The Death of Irony: Bush, Newsweek & the Downing Street Memo

Juan Cole, writing in Salon.com:

When Newsweek’s source admitted that he had misidentified the government document in which he had seen an account of Quran desecration at Guantánamo prison, Pentagon spokesman Lawrence Di Rita exploded, “People are dead because of what this son of a bitch said. How could he be credible now?”

Di Rita could have said the same things about his bosses in the Bush administration.

Tens of thousands of people are dead in Iraq, including more than 1,600 U.S. soldiers and Marines, because of false allegations made by President George W. Bush and Di Rita’s more immediate boss, Secretary of Defense Donald Rumsfeld, about Saddam Hussein’s nonexistent weapons of mass destruction and equally imaginary active nuclear weapons program. Bush, Rumsfeld, Vice President Dick Cheney and Secretary of State Condoleezza Rice repeatedly made unfounded allegations that led to the continuing disaster in Iraq, much of which is now an economic and military no man’s land beset by bombings, assassinations, kidnappings and political gridlock.

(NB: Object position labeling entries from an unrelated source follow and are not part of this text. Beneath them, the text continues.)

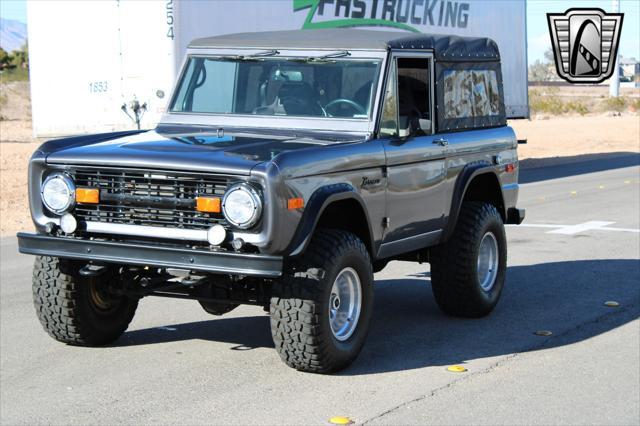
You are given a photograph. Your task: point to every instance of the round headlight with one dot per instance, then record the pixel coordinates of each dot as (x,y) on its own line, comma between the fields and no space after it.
(58,193)
(241,206)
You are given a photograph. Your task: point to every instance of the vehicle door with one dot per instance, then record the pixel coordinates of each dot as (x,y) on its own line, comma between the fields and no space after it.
(415,156)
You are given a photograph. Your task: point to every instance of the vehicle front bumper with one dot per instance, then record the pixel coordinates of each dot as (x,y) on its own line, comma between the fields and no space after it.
(123,253)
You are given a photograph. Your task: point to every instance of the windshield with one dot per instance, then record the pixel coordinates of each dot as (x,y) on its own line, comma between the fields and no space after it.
(317,87)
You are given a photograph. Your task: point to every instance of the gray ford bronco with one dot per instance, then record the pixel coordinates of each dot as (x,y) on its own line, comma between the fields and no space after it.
(289,167)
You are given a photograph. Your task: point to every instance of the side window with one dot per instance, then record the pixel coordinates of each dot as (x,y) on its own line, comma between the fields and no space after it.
(215,80)
(414,99)
(389,116)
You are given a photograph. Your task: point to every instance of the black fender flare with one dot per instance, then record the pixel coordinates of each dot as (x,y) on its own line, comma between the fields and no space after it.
(469,172)
(315,207)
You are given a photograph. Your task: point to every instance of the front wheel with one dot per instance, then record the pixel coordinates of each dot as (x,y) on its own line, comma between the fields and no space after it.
(321,308)
(78,310)
(468,271)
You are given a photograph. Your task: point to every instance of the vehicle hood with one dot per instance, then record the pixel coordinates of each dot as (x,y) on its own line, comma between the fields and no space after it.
(195,151)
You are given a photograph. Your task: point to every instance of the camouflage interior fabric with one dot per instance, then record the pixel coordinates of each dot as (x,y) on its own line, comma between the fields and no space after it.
(471,93)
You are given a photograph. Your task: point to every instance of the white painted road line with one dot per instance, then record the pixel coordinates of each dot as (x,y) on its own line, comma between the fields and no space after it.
(581,227)
(593,225)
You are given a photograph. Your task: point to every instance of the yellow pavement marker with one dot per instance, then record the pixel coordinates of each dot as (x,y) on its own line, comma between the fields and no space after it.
(456,369)
(340,420)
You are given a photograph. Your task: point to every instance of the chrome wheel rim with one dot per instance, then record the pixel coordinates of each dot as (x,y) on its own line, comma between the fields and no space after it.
(488,261)
(345,304)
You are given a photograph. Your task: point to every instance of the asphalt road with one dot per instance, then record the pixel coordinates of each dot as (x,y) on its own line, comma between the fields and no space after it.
(177,364)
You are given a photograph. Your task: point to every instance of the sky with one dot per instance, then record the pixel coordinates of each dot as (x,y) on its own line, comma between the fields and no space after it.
(537,31)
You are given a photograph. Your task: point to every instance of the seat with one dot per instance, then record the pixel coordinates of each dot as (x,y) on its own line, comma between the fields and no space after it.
(299,98)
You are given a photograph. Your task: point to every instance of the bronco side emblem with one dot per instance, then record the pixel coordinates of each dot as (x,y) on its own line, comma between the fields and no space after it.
(585,43)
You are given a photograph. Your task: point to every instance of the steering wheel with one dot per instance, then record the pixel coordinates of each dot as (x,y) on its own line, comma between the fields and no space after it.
(357,107)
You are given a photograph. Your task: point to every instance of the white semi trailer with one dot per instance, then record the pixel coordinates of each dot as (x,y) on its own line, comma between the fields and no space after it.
(88,59)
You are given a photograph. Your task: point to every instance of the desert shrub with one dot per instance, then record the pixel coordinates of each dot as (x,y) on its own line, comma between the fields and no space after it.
(617,104)
(14,74)
(576,106)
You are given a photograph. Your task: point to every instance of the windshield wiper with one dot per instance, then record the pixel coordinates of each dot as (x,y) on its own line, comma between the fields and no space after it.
(324,58)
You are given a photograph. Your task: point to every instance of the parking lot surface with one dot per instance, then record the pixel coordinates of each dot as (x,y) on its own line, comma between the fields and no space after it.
(578,248)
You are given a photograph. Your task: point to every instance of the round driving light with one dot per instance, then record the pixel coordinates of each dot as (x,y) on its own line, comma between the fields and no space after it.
(237,244)
(216,235)
(68,224)
(242,206)
(58,193)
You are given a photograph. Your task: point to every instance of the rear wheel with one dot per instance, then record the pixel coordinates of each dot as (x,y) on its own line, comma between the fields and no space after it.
(78,310)
(321,309)
(468,271)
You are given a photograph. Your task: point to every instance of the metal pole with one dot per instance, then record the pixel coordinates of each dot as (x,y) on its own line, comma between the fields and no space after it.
(614,82)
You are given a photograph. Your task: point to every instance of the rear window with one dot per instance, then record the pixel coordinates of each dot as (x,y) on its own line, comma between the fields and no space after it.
(469,96)
(471,93)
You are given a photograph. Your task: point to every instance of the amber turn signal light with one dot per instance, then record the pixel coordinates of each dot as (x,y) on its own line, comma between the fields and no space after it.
(295,203)
(208,204)
(88,195)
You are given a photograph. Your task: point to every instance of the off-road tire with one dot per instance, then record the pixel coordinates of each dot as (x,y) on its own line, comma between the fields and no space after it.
(65,309)
(454,278)
(299,305)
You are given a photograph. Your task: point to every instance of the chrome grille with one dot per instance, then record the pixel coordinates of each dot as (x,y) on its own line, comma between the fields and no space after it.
(139,197)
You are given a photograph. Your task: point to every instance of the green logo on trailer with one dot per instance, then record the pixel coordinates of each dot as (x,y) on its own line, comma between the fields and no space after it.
(401,14)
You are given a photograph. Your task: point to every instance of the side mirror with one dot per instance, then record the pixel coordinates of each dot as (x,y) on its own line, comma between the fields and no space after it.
(420,126)
(424,125)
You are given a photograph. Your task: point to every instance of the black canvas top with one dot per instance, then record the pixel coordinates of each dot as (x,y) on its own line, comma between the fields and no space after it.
(445,47)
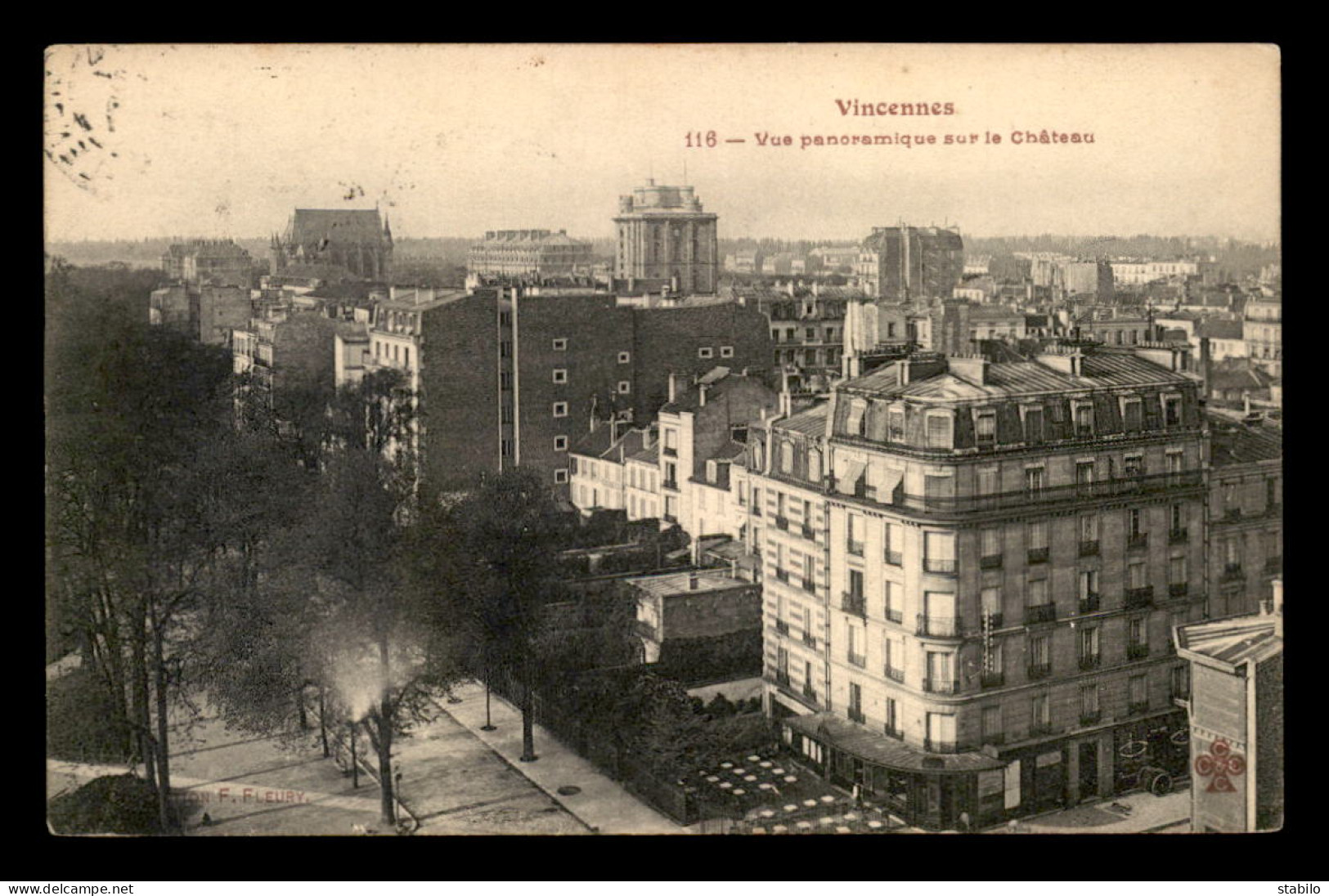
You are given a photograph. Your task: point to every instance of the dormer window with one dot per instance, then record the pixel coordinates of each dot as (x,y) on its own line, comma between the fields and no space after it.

And we now know, thanks to a leaked British memo concerning the head of British intelligence, that the Bush administration — contrary to its explicit denials — had already made up its mind to attack Iraq and “fixed” those bogus allegations to support its decision. In short, Bush and his top officials lied about Iraq.

Going to war is the most serious decision a president can make. It should never be approached in a cavalier fashion. American lives, the prestige and influence of the country, international relations, the health of its defenses, and the future of the next generation are at stake. Yet every single piece of evidence we now have confirms that George W. Bush, who was obsessed with unseating Saddam Hussein even before 9/11, recklessly used the opportunity presented by the terror attacks to march the country to war, fixing the intelligence to justify his decision, and lying to the American people about the reasons for the war. In other times, this might have been an impeachable offense.